“You’re going to tell me we were spotted at the airport.” Vera sighs and moves her hands to her hips. She drops her chin to her chest and her cherry coke hair swings forward, just scraping the tops of her shoulders. I fist my hands to stop from tucking the strands behind her ears. I nod.

“I thought so.” This time she tips her head back and sighs up at the tree canopy. Her hair shifts again, sending the scent of lemon and roses to engulf me in flames like sparked kindling. “I don’t know how your team typically handles these things. We typically stick with no comment unless we want to confirm a relationship, but I’ll call Portia later today.”
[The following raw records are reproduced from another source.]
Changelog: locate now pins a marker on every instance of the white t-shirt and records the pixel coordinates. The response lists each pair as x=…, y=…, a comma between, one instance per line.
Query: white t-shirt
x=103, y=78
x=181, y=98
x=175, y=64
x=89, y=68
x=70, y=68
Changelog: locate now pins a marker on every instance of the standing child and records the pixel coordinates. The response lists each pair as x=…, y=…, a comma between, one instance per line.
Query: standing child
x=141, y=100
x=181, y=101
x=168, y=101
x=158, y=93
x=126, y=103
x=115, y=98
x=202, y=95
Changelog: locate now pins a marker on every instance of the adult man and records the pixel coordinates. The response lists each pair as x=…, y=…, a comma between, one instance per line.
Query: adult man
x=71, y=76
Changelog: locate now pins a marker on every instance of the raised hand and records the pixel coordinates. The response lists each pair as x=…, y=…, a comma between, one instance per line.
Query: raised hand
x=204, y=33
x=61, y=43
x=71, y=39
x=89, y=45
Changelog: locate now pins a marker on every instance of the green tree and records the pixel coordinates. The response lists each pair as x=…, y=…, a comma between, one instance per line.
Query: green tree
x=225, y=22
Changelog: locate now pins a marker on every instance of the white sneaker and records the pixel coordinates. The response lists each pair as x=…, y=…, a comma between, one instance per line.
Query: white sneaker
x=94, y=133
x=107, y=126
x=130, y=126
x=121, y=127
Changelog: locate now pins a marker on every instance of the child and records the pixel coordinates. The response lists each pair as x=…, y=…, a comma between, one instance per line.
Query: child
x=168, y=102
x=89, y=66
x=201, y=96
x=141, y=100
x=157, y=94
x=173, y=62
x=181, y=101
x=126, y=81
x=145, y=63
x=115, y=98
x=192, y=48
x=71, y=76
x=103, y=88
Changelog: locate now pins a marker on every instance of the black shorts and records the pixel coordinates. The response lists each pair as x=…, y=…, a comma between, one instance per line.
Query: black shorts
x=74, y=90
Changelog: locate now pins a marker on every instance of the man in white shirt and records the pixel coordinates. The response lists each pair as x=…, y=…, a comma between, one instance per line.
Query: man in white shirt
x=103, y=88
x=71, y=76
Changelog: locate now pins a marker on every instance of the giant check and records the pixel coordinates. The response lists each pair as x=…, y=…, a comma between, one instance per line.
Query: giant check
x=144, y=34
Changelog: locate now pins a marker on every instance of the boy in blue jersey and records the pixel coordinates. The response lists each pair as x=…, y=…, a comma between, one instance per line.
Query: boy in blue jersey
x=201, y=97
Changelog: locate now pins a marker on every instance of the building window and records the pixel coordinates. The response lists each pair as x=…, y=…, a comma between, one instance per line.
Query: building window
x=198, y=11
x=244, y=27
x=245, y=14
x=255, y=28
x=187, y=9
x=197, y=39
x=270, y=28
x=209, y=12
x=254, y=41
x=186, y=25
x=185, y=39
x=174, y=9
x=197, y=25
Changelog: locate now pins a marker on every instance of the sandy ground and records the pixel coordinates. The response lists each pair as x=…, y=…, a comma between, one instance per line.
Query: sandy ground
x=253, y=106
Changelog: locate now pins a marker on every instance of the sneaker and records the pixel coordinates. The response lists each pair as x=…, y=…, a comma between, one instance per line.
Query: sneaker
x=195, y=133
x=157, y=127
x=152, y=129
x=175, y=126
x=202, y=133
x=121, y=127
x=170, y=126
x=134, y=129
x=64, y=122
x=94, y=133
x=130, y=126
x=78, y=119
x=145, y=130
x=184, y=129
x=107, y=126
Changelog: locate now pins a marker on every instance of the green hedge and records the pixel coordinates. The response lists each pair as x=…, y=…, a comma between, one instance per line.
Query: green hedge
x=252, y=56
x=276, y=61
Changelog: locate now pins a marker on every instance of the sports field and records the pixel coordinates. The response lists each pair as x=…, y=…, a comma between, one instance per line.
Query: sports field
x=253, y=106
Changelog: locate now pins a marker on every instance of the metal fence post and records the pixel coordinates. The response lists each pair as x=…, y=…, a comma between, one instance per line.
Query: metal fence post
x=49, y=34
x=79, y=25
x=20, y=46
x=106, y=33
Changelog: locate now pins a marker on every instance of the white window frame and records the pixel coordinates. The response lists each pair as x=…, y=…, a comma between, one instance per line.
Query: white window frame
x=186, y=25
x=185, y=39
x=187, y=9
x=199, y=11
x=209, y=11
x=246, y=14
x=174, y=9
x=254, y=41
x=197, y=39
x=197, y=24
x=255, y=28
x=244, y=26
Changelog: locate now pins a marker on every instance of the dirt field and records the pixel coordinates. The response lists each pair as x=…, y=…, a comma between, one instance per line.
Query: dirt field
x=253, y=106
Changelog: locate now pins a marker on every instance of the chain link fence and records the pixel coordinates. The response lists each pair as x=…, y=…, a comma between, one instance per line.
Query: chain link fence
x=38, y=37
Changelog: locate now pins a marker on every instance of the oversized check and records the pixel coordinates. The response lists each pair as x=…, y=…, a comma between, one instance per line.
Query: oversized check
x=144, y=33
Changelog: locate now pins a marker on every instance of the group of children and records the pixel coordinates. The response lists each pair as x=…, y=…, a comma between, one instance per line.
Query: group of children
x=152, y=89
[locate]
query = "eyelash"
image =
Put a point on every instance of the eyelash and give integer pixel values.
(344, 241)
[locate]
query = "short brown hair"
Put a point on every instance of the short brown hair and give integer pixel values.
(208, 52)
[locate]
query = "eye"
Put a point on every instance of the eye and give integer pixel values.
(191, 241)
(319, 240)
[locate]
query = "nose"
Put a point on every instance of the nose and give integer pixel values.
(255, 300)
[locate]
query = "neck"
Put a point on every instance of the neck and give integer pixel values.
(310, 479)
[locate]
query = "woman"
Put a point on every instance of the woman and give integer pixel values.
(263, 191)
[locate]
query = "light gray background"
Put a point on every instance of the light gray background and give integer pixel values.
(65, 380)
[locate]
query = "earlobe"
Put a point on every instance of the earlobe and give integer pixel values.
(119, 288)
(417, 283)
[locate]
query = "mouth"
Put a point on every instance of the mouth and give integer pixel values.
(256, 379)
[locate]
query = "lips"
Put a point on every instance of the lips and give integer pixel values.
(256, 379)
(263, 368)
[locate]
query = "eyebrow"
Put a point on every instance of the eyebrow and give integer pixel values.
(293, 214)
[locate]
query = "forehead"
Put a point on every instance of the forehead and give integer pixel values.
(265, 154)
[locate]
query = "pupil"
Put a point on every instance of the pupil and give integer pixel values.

“You aren’t mad?” I ask, and she shakes her head.

“Nope. Just took me a minute to make the connection.”

I’m not sure why I rushed over, other than to appease Spags’ nerves. It should have been common sense to me that this wouldn’t be a big deal. I knew that. I did. And I dropped everything and sprinted here like my ass was on fire. It’s not like I haven’t followed her press releases, campaigns, and any gossip rag mention of her. I know she hasn’t been photographed alone with a man since Gibson Hawke, lead singer of the up-and-coming rock band Cast & Prey.

Vic caught me staring at that blurry, far-away shot of the two of them cozied up in a dark booth at some club. The rocker had his shirt open to the waist, pale skin on display, and his arm stretched out behind her on the bench. One of her hands had been on his thigh as she leaned into his personal space, laughing. I couldn’t look away, not from the spray of freckles across her bare shoulders and back. Not from the angle of her chin or the pink of her lipstick. She’d been wearing a tiny purple dress covered with feathers. They looked like they were sprouting from her cleavage, and I had committed each pixel of that photo to memory even as Vic took the phone from my hands and closed the website.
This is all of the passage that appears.